Over 200 residents marched the streets of Durban last week, refusing to be unfairly evicted by landlords who plan to convert their flats into students accommodation.

The march started at Louis Botha Statue Park, opposite the Durban Christian Centre saw participants carrying placards voicing out their anger towards evictions in various blocks of flats in Durban and surrounding areas.

The residents handed over a memorandum to a representative of Mayor Zandile Gumede, calling for government intervention and the bullying by representatives of the property owners to stop.

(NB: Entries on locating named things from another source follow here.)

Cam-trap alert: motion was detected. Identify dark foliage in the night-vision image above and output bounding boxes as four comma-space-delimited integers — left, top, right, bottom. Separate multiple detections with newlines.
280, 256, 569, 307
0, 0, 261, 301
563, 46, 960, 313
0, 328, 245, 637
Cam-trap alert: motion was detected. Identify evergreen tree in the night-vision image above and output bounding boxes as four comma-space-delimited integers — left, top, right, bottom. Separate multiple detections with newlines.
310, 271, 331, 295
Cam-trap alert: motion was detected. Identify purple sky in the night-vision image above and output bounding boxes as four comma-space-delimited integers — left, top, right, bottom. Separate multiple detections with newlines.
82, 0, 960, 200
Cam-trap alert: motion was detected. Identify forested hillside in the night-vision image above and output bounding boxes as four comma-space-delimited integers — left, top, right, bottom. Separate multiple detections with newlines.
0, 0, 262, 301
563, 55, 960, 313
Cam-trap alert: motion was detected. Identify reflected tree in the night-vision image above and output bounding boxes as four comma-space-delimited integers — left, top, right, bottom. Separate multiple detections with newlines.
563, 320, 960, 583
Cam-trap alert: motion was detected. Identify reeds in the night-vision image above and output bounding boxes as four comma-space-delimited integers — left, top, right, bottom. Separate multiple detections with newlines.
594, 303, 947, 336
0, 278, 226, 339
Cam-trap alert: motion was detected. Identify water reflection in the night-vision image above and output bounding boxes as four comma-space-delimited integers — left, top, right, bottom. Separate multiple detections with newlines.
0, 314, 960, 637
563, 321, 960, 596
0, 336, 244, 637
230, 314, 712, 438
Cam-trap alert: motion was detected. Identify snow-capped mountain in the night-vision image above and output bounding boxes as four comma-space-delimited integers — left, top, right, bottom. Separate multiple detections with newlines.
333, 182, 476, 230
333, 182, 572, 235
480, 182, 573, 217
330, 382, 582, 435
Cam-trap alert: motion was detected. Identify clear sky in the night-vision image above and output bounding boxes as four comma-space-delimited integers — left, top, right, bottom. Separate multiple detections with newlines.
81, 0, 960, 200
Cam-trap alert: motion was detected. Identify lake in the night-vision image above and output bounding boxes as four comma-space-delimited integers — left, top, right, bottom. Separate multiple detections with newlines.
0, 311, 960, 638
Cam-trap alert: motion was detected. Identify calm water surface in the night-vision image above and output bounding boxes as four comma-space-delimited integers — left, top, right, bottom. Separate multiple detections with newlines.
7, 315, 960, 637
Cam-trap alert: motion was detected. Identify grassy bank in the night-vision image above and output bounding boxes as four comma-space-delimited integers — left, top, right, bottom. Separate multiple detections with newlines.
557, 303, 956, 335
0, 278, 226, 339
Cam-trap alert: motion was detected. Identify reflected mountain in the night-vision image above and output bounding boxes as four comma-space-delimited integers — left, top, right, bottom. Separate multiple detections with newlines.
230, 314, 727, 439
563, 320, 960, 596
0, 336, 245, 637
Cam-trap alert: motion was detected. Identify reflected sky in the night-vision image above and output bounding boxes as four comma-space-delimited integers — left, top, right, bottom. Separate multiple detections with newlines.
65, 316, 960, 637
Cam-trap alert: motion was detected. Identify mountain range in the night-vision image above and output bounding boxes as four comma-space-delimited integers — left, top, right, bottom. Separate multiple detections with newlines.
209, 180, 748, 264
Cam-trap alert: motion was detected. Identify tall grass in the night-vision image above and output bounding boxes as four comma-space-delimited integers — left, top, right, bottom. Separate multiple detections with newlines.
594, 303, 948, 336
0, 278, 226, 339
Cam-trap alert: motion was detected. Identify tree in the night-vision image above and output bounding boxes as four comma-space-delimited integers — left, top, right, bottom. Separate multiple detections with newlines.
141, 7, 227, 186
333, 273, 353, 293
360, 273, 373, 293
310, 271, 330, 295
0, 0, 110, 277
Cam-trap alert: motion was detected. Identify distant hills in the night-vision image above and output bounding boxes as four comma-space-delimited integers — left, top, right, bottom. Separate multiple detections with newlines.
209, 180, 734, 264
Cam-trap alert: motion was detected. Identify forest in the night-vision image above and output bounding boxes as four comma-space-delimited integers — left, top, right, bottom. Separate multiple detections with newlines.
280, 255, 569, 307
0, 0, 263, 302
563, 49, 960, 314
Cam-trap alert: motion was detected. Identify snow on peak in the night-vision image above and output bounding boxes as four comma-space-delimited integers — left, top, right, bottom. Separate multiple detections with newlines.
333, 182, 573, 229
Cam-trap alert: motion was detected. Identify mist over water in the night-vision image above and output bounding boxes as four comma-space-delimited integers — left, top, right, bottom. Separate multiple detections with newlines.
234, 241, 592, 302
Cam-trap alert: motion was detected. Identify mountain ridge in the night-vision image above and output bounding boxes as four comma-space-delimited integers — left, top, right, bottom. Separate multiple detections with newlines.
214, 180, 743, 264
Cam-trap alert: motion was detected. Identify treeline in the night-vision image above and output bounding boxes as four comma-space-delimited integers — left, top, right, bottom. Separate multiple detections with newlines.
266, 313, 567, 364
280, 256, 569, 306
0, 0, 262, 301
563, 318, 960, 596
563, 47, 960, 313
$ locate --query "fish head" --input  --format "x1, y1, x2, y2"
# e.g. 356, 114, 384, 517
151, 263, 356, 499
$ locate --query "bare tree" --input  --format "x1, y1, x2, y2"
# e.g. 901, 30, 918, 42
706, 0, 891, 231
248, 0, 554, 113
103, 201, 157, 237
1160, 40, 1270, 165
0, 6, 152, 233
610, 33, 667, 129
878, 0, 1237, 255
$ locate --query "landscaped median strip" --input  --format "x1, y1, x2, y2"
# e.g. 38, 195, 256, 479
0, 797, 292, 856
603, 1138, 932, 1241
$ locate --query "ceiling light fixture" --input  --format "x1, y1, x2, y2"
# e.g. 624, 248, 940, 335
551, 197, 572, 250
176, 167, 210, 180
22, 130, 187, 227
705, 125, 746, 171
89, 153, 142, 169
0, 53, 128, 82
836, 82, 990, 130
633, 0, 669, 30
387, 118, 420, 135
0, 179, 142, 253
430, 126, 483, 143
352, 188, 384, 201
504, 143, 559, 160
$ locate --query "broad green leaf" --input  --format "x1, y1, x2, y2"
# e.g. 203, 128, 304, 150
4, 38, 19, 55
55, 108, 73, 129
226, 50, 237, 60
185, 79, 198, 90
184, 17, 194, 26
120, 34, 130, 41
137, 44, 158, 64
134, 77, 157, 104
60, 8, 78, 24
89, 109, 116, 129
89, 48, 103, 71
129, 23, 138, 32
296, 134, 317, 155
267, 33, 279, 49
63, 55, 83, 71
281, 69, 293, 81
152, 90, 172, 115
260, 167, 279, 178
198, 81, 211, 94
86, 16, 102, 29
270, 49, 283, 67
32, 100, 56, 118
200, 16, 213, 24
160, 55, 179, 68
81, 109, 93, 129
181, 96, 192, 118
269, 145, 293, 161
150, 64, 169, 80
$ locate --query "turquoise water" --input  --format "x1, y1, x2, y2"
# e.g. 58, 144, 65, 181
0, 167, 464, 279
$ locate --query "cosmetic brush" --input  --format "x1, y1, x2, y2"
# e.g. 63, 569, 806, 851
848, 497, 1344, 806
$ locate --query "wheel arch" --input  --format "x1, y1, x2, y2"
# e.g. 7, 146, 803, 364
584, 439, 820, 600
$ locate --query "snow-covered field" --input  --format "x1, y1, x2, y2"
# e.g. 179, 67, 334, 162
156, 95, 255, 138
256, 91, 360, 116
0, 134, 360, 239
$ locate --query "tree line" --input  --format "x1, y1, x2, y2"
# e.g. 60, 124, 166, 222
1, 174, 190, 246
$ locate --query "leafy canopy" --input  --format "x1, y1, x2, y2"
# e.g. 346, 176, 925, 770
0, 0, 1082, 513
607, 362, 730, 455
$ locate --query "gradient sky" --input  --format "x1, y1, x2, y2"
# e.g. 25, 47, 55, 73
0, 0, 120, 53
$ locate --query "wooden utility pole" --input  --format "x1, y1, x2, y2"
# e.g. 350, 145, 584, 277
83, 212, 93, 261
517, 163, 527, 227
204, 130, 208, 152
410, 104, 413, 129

Residents of Syringa Avenue, Westpark Heights, Overport, Melbourne and Flamingo court and other Durban surburbs, were supported by DA councillors, Hassan Haniff, Sharmaine Sewshanker and Chris Pappas, who marched in solidarity with them.

Papas commented,”While the Democratic Alliance supports the rights of property owners to use their flats within the confines of the the law, we do not support the evictions of families and vulnerable people.” Papas said

student accommodation shortage in eThekwini is a major challenge.

“The DA in eThekwini believes that government is creating an even bigger problem by indirectly funding the eviction of the working class and vulnerable residents, replacing them with students.
Johannesburg has successfully implemented an inner city regeneration programme that has seen hundreds of affordable housing opportunities made available,” said Pappas.

Youlene Johns, a resident and march organiser with Edith Reeby, and Iqbal Mohammed from the Organisation of Civic Rights , told Tabloid Newspapers that, in Warwick Avenue, a while ago, tenants were promised ownership of their flats for
R75 000.

“Last year , an offer to buy the flats for R500 000 was made, however, later in the year tenants got eviction letters notifying them that the flats had been sold, and they had one month to evacuate the building. The notice was not legally approved,” said Johns.
She added that since December, they have asked the owner to show them a letter or lease that proves he owns the block of flats, but the owner failed.

“The alleged owner is buying out residents giving them R12 000 and free transportation for their belongings,” said Johns.
“We are not against students being housed, but it must not be done at the expense of families who have lived all their lives in these flats from the time of apartheid, segregation,racism and crime,” explained Johns.

The memorandum was handed over to Sikhumbuzo Ndaba, who accepted it on behalf of the mayor, with a petition signed by 500 people who support the call to stop the evictions attached.
At the time of printing, the municipality had not commented on the issue.